Submitted to: Journal of Applied Horticulture
Publication Type: Peer Reviewed Journal
Publication Acceptance Date: 9/14/2009
Publication Date: 3/1/2010
Citation: Tworkoski, T., Scorza, R., Glenn, D.M. 2009. Leaf N and P in different growth habits of peach: effects of root system morphology and transpiration. Journal of Applied Horticulture. 11(2):95-98. Interpretive Summary: Adequate mineral nutrition is critical for high fruit quality and sustained yield of fruit trees. One important role of root systems is to successfully compete for nutrients such as nitrogen (N) and phosphorus (P), which are often present in low quantities in the soil. In this experiment, peach trees with different shoot and root growth habits were evaluated for leaf N & P concentrations after fertilizer applications in the greenhouse and field. The data indicated that Compact peach trees with fibrous roots systems have an advantage to absorb nutrients such as P when it is present in low concentrations in the soil.

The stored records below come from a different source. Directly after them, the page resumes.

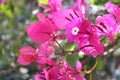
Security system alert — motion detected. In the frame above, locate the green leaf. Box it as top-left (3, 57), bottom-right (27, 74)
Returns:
top-left (38, 0), bottom-right (48, 5)
top-left (66, 53), bottom-right (79, 68)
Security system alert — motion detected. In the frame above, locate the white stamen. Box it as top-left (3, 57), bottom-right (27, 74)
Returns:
top-left (71, 27), bottom-right (79, 35)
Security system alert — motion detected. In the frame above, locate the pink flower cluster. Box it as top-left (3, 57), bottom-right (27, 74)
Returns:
top-left (17, 0), bottom-right (120, 80)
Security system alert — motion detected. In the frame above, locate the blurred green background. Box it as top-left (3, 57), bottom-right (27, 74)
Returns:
top-left (0, 0), bottom-right (120, 80)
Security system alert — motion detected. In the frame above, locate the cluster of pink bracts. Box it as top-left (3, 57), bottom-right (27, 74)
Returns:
top-left (17, 0), bottom-right (120, 80)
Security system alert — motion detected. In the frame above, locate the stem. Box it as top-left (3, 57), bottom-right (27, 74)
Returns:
top-left (90, 73), bottom-right (92, 80)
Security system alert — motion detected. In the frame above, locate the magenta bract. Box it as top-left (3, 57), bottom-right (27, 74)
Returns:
top-left (26, 12), bottom-right (54, 43)
top-left (17, 46), bottom-right (37, 65)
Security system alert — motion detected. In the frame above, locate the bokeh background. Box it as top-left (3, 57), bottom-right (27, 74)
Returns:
top-left (0, 0), bottom-right (120, 80)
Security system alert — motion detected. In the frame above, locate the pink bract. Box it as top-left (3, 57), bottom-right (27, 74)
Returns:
top-left (26, 14), bottom-right (54, 43)
top-left (105, 2), bottom-right (120, 23)
top-left (66, 19), bottom-right (104, 56)
top-left (39, 0), bottom-right (62, 13)
top-left (17, 46), bottom-right (37, 65)
top-left (0, 0), bottom-right (6, 4)
top-left (96, 14), bottom-right (118, 42)
top-left (48, 0), bottom-right (62, 12)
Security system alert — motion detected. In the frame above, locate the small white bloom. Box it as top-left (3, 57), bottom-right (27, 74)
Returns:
top-left (71, 27), bottom-right (79, 35)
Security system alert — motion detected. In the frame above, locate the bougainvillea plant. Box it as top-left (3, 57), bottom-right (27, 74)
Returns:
top-left (17, 0), bottom-right (120, 80)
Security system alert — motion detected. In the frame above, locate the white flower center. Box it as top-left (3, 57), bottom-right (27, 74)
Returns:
top-left (71, 27), bottom-right (79, 35)
top-left (78, 51), bottom-right (85, 56)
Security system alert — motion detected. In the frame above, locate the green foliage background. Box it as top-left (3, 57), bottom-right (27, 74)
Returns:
top-left (0, 0), bottom-right (120, 80)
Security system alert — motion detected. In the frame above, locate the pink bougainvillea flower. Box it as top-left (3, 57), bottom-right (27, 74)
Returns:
top-left (72, 0), bottom-right (87, 14)
top-left (95, 14), bottom-right (118, 42)
top-left (36, 42), bottom-right (56, 65)
top-left (58, 61), bottom-right (86, 80)
top-left (34, 72), bottom-right (46, 80)
top-left (66, 19), bottom-right (104, 56)
top-left (76, 61), bottom-right (82, 72)
top-left (17, 46), bottom-right (37, 65)
top-left (39, 0), bottom-right (62, 13)
top-left (49, 9), bottom-right (83, 30)
top-left (105, 2), bottom-right (120, 23)
top-left (26, 13), bottom-right (54, 43)
top-left (0, 0), bottom-right (6, 4)
top-left (48, 0), bottom-right (62, 12)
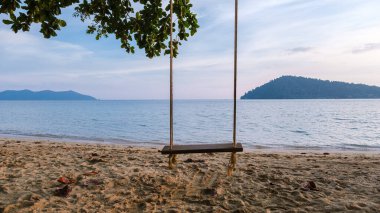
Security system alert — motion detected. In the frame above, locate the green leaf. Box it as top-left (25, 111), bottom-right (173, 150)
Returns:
top-left (3, 19), bottom-right (13, 25)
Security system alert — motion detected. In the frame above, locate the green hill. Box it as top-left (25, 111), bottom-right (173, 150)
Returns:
top-left (241, 76), bottom-right (380, 99)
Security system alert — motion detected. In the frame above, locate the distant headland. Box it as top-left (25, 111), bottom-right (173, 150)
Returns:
top-left (241, 76), bottom-right (380, 99)
top-left (0, 90), bottom-right (96, 101)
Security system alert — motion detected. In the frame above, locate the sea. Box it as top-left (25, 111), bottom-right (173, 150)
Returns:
top-left (0, 99), bottom-right (380, 151)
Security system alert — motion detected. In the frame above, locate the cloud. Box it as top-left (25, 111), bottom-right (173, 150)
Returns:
top-left (286, 47), bottom-right (313, 54)
top-left (352, 43), bottom-right (380, 54)
top-left (0, 29), bottom-right (93, 63)
top-left (0, 0), bottom-right (380, 99)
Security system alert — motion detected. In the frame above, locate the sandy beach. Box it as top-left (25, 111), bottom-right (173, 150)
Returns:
top-left (0, 139), bottom-right (380, 212)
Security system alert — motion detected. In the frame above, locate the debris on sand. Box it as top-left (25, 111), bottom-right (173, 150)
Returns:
top-left (55, 185), bottom-right (71, 197)
top-left (301, 181), bottom-right (318, 191)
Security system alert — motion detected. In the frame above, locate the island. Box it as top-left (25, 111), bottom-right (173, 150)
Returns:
top-left (0, 90), bottom-right (96, 101)
top-left (241, 76), bottom-right (380, 99)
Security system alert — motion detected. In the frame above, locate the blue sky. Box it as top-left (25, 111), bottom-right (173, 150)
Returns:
top-left (0, 0), bottom-right (380, 99)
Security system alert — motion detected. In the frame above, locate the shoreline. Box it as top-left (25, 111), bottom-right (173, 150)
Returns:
top-left (0, 139), bottom-right (380, 213)
top-left (0, 134), bottom-right (380, 154)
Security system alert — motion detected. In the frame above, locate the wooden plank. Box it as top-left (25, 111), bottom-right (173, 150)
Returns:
top-left (161, 143), bottom-right (243, 155)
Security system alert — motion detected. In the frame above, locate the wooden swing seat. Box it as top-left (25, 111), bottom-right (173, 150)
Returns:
top-left (161, 143), bottom-right (243, 155)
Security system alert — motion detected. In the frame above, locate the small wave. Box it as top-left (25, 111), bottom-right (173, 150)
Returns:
top-left (290, 130), bottom-right (310, 135)
top-left (334, 118), bottom-right (351, 121)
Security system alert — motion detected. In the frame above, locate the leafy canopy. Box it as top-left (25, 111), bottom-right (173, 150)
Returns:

However, under conditions of high soil fertility, the fibrous root systems of Compact trees did not improve nutrient uptake, and Pillar trees with greater water movement capacity had greater nutrient uptake. Breeding programs have produced different growth habits of peach with diverse root systems and water movement rates that may affect nutrient uptake. Consequently, the selection of tree growth habit should be considered in soil management plans. Growth habits with more fibrous root systems may require reduced inputs of some nutrients such as P. Selection of peach trees with different root systems or with high water movement capacities could increase the efficiency of fertilization and reduce the use of applied fertilizers.
Technical Abstract: Adequate mineral nutrition is critical for high fruit quality and sustained yield of fruit trees. In this experiment, peach [Prunus persica L. (Batch)] trees with different shoot and root growth habits were evaluated for leaf nitrogen (N) and phosphorus (P) concentrations after fertilizer applications in the greenhouse and field. In the field during 2008, Compact trees had higher root length density than Pillar and Standard trees [6.2, 3.8, and 3.7 mm cm(-3), respectively]. Compact trees also had higher foliar P (0.21 percent) but the same N (1.3 percent) as Standard and Pillar trees (P concentrations of 0.14 and 0.11 percent, respectively) when fertilizer was applied once in the greenhouse. Following multiple applications of fertilizer, Compact leaves had the same P (approximately 0.21 and 0.29 percent in the greenhouse and field, respectively) as the other growth habits. After multiple fertilizer applications, Pillar trees had the greatest increase in foliar N and P which was associated with high transpiration rates. Pillar, Compact, and Standard transpiration rates were 3.0, 2.1, and 2.3 mmol H(2)O m(-2) s(-1). The data indicate that peach trees with fibrous root systems may have an advantage to absorb nutrients such as P that move primarily by diffusion when the nutrient is present in low concentrations in the soil. However, under conditions of high soil fertility, fibrous root systems did not improve nutrient uptake, and trees with greater transpiration rates absorbed greater levels of nutrients. Different growth habits of peach have diverse root systems and transpiration rates that affect nutrient uptake and consequently, the selection of tree growth habit should be considered in orchard soil management plans.